I’m tired and my legs are wobbly as I exit the back seat of the Buick. The young man in the passenger side of the front seat tells me that he’ll have my bag sent up to my room and that I should go inside to the registration desk. I thank him and enter the spacious, nearly empty lobby of the hotel, notice the check-in counter off to the left of the entrance, and approach with my passport and American Express card in hand. The male desk clerk takes both and begins keying information into the computer he’s standing in front of. A lady behind the counter sees me arrive and comes to the male clerk’s aid. She fills out a form by hand that she shows me, explaining that breakfast is not included in my rate, asking me to initial my check in and check out date and agreement that I won’t smoke in the non-smoking room and finally asks me to sign the form, which I do. She hands me a plastic key as the young man returns my credit card and passport. She says my room number 2105 and indicates the bank of elevators off to her right. I ask for change for a 100 RMB and she gives me five 20s. I follow her directions and find my way to my room. A short few minutes later the bellman arrives with my bag and I give him 20 RMB after he shows me where the PC AC outlet and LAN connection are hidden in the top of the blond Scandinavian wooden desk beside the matching low-to-the-floor king size bed.
When I finish relaying to IM the events of my arrival in Shanghai she gives me an update on our daughters RD and ME who both called IM to wish me well on my trip. Afterwards, I ring off and don my running shorts, white T-shirt, and shoes and make my way down the elevator to the lobby and out the door of the Sofitel onto Yanggao Road. It’s a wide, four-lane in each direction, thoroughfare. I head north for a long block. There Yanggao Road intersects smaller Huamu Road where I turn right and head east toward Central Park, an expansive “V”-shaped garden park with the tip of the V formed by the Jinxiu Road, Huamu Road intersection, and the top of the V delimited by Fangdian Road, the length of the park equal to if not greater than Central Park in Manhattan. As I run along Huamu Road, I’m awed by the high rise condo development lining the road opposite the park, all multistory Italian architecture developments. Each stretches the length of a Manhattan block along Fifth Avenue.
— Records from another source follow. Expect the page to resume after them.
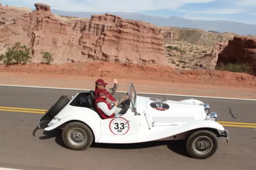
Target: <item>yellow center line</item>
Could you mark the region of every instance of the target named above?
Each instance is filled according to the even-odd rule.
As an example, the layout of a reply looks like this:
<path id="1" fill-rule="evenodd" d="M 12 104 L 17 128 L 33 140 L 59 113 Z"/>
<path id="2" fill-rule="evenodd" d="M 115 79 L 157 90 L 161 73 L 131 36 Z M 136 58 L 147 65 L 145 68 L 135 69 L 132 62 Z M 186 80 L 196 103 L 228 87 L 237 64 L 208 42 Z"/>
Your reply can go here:
<path id="1" fill-rule="evenodd" d="M 47 110 L 45 109 L 31 109 L 29 108 L 12 108 L 11 107 L 3 107 L 0 106 L 0 109 L 15 109 L 15 110 L 35 110 L 35 111 L 42 111 L 45 112 Z"/>
<path id="2" fill-rule="evenodd" d="M 228 124 L 238 124 L 238 125 L 253 125 L 256 126 L 256 123 L 242 123 L 242 122 L 222 122 L 222 121 L 217 121 L 218 123 L 227 123 Z"/>
<path id="3" fill-rule="evenodd" d="M 0 111 L 12 111 L 15 112 L 23 112 L 23 113 L 41 113 L 45 114 L 45 112 L 37 112 L 35 111 L 27 111 L 27 110 L 11 110 L 11 109 L 0 109 Z"/>
<path id="4" fill-rule="evenodd" d="M 232 127 L 256 128 L 256 126 L 250 126 L 249 125 L 227 125 L 221 124 L 221 125 L 223 126 L 230 126 Z"/>
<path id="5" fill-rule="evenodd" d="M 32 113 L 45 114 L 47 110 L 32 109 L 30 108 L 14 108 L 11 107 L 0 106 L 0 111 L 6 111 L 15 112 L 29 113 Z M 218 121 L 223 126 L 233 127 L 256 128 L 256 123 L 236 122 L 231 122 Z M 234 124 L 234 125 L 233 125 Z"/>

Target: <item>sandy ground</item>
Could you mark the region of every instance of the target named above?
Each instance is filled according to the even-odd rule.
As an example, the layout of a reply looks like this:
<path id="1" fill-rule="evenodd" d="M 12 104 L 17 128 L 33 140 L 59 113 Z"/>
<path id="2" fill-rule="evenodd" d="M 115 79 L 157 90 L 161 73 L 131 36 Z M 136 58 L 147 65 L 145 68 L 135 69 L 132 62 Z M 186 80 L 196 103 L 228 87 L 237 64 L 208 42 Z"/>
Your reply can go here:
<path id="1" fill-rule="evenodd" d="M 109 83 L 107 88 L 110 88 L 113 85 L 110 77 L 0 72 L 0 84 L 1 84 L 63 88 L 93 89 L 95 86 L 94 82 L 98 78 L 103 78 Z M 127 91 L 129 82 L 131 81 L 139 92 L 256 99 L 255 88 L 199 85 L 152 80 L 134 80 L 128 78 L 118 78 L 118 80 L 119 91 Z"/>

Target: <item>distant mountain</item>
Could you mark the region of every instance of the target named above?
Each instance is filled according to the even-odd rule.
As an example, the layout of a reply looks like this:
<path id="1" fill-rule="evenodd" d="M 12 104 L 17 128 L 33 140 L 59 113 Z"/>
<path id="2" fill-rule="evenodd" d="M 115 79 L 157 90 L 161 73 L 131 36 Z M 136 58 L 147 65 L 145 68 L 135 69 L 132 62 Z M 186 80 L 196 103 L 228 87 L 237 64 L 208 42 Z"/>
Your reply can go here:
<path id="1" fill-rule="evenodd" d="M 189 28 L 221 33 L 228 32 L 241 35 L 248 34 L 256 35 L 256 25 L 233 21 L 189 20 L 177 16 L 165 18 L 154 15 L 147 15 L 139 13 L 104 12 L 92 13 L 84 12 L 65 11 L 53 9 L 51 9 L 51 11 L 53 14 L 59 15 L 89 18 L 90 18 L 92 14 L 108 13 L 119 16 L 124 19 L 144 21 L 159 26 Z"/>

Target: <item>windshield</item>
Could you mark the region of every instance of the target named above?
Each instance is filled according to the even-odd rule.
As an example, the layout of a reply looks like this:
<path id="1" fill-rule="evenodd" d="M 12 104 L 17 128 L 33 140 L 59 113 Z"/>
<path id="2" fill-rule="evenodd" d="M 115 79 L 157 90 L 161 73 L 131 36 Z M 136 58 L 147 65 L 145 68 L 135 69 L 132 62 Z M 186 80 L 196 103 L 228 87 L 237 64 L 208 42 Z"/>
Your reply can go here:
<path id="1" fill-rule="evenodd" d="M 129 97 L 131 100 L 131 102 L 132 103 L 134 107 L 136 107 L 136 96 L 137 92 L 133 86 L 133 84 L 131 82 L 130 83 L 130 87 L 129 87 L 129 89 L 128 90 L 128 95 Z"/>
As I start my run, I meet few others out on the road this early in the morning either walking or riding a bike or motor scooter. Those out this early are the lone workers cleaning up the sidewalks along the park, solitary men and women with rudimentary broom and dust pan collecting up leaves, cut grass, and any man made discards. I’m reminded of the maintenance crews Kurt Vonnegut describes in his novel “Piano Player.” For a moment I consider what kind of life they must have and how they must view their existence amid the expansive splendor they see in the buildings around them. I do make it to the end of Central Park and I turn to retrace my tracks and I feel the heat and humidity getting to me. I’m completely drenched in sweat and no matter how much I wipe the accumulated sweat from my brow, it keeps returning. I’m reminded of running in Hong Kong and Singapore where the humidity was about the same. The humidity doesn’t seem to affect the natives in the same way as me. I know it’s my body adjusting to the environment and should I stay for a longer period of time, it would determine how to keep cool without this excessive sweating.
I put that out of my mind and begin to notice that the activity along Huamu Road has picked up with more bicycles and motor scooters running along the bike path as well as pedestrian walkway along this southern side of Central Park. When I finally make it back to Yanggao Road, I’m beat and decide to walk the block back to the Sofitel. After my return, I shower and go down for breakfast in the Grand Café on the ground floor of the hotel. It’s a sparse crowd today, a number of westerners among the diners. I drink my fill of coffee, five cups—the waitress is impressed with my capacity for caffeine—and finish a breakfast of eggs over easy with hash browns and bacon.